Revista Desatormentándonos (Humanidades - UNLP)
Abril de 1997

En Abril de 1997, a poco de cumplirse el primer aniversario del 20 de febrero, la agrupación AULE de la Facultad de Humanidades de la Universidad Nacional de La Plata (UNLP) editó la revista Desatormentándonos. En ese primer número, el informe central estaba compuesto por cuatro notas sobre la Ley de Educación Superior y su introducción en el Estatuto de la UNLP. Reproducimos los cuatro artículos que integran ese informe especial, en dos partes. En la primera, a continuación, presentamos Educación Superior: CUENTOS DE LA SELVA. En la segunda parte la información se vincula específicamente con lo sucedido el 20 de febrero de 1996, al reformarse el Estatuto de la Universidad Nacional de La Plata.



DESATORMENTÁNDONOS
Nro. 1, abril 1997, editada por AULE (Agrupación Unidad para la Lucha Estudiantil), Facultad de Humanidades y Ciencias de la Educación- UNLP


Educación Superior
CUENTOS DE LA SELVA


El 20 de febrero ya es parte de la historia de nuestra universidad. Si a un año de lo sucedido el propio oficialismo de la UNLP se ve obligado a emitir un comunicado o a confeccionar afiches para insistir con su particular lectura de la realidad, es porque esa fecha no ha sido olvidada, aún para los que nunca asumieron sus responsabilidades por lo sucedido. Es evidente que el 20/2 no tiene el mismo significado para los diferentes sectores políticos. La idea de estas notas es acercar una visión para pensar estos hechos, no entendidos de manera aislada sino formando parte de un proceso, en un contexto difícil para la universidad pública y en el marco de aplicación de un plan económico-social inhumano.

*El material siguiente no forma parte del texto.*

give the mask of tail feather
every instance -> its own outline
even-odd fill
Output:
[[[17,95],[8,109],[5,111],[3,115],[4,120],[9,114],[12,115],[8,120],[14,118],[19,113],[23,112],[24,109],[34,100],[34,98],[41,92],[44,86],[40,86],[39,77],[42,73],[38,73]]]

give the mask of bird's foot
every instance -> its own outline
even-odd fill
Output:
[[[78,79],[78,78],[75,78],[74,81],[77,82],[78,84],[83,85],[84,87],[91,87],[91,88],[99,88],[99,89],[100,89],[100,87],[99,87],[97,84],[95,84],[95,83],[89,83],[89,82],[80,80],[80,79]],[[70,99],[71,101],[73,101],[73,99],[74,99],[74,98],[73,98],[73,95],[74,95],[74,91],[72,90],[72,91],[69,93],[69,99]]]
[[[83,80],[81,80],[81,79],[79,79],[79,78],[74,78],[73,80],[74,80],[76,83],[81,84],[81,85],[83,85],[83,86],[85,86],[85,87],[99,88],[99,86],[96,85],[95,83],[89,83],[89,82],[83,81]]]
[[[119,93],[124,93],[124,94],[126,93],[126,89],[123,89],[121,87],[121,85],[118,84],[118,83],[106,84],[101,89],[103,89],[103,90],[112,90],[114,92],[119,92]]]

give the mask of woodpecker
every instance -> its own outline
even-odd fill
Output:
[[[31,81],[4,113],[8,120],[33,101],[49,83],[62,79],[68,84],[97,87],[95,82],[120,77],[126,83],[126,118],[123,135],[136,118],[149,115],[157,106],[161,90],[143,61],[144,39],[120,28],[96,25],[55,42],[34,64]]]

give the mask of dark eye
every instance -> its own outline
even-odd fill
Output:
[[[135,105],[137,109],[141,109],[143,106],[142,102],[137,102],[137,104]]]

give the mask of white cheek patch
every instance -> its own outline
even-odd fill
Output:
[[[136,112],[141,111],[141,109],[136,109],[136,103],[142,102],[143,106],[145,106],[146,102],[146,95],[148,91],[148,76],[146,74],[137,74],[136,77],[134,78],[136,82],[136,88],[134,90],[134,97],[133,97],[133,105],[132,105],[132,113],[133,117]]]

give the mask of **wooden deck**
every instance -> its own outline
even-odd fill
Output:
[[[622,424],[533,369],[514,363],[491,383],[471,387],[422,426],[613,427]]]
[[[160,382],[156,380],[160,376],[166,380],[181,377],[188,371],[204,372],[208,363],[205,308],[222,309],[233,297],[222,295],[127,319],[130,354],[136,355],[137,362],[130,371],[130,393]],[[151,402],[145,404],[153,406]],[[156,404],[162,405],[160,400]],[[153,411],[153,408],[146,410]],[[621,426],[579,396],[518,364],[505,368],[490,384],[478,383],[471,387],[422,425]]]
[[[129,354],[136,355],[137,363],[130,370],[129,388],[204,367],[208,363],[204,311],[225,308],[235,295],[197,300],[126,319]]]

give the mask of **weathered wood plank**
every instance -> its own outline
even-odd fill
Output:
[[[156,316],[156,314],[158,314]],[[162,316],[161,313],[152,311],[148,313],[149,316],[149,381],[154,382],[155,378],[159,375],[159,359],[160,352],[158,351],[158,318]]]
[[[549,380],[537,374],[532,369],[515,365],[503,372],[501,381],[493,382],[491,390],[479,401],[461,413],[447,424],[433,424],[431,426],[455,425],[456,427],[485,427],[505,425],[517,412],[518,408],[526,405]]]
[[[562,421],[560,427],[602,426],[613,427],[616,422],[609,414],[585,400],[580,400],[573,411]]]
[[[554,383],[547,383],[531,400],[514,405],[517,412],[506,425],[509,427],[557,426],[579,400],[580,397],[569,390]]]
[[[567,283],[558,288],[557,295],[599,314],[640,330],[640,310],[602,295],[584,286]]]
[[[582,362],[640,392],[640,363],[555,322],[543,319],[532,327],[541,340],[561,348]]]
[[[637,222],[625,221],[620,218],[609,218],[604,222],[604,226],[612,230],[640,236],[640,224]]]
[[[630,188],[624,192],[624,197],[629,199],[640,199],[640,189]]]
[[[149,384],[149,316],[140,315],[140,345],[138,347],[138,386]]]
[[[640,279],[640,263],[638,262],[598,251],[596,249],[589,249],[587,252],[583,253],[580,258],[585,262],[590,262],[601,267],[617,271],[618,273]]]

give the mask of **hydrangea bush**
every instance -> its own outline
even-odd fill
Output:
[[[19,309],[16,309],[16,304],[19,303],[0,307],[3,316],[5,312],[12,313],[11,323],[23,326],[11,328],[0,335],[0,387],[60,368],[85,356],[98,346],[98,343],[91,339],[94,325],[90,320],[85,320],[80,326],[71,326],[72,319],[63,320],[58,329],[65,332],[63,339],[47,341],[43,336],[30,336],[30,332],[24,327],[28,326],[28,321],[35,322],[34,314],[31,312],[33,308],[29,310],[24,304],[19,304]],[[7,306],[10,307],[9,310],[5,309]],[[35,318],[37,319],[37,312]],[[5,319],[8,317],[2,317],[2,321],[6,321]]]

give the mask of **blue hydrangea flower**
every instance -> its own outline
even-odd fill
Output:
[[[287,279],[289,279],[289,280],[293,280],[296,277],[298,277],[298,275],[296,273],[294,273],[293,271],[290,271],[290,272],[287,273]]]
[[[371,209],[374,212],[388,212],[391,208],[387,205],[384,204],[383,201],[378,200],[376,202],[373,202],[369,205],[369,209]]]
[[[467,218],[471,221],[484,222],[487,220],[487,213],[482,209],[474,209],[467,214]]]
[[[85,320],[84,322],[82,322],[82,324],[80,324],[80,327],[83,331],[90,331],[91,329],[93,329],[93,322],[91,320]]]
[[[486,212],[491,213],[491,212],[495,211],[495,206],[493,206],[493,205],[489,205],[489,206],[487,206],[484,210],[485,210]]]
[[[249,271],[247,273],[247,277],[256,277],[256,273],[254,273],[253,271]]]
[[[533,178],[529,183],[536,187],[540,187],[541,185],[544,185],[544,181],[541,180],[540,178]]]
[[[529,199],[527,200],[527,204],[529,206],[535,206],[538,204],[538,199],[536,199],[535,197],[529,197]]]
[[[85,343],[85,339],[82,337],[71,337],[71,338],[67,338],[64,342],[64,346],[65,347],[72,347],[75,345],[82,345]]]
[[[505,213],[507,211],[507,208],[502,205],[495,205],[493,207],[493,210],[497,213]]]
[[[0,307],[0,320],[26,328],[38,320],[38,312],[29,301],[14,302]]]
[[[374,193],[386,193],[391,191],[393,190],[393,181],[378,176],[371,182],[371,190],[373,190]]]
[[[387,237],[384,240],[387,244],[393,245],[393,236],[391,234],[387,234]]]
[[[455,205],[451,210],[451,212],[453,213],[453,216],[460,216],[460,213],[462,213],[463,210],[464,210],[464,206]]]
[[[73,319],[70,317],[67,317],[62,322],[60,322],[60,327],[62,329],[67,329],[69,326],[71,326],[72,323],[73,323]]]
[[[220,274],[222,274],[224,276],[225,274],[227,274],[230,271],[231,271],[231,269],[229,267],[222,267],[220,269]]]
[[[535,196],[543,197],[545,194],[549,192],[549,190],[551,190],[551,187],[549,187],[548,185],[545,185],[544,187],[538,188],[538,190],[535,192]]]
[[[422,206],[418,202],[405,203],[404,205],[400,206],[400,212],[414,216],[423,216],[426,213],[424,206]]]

El individualismo y la división de los lazos de solidaridad son dos de los rasgos que pueden caracterizar el modelo de sociedad actualmente en marcha. La supervivencia del más fuerte, la competencia y la adaptación ciega a una realidad en la que se dejan de lado derechos fundamentales, aparecen como los únicos caminos posibles para sobrevivir. La universidad ha aceptado esta ley, y rigen en su interior estos mismos valores, reconociendo de esta forma su falta de proyectos y su limitada capacidad política. Las propias autoridades universitarias han venido admitiendo y legitimando la concepción de que deben formarse profesionales que sirvan a las necesidades de una sociedad cada vez más injusta.
Documentos, sucesivos anteproyectos de ley, injerencia en las políticas de las universidades, presiones presupuestarias, negociaciones con los rectores, fueron algunos de los elementos que permitieron al gobierno nacional avanzar hacia la aprobación de la Ley de Educación Superior (LES), que significa la profundización de un modelo presentado como inevitable.

La lucha contra este proyecto empezó hace tiempo, porque su implementación no esperó la sanción formal. Reclamar por la no aplicación de esta ley, así como exigir su derogación, requiere conocer la historia de lo actuado por la universidad a lo largo de estos años. Esta primera nota brinda algunos elementos como para entender en qué situación se llega a la reforma del Estatuto de la UNLP.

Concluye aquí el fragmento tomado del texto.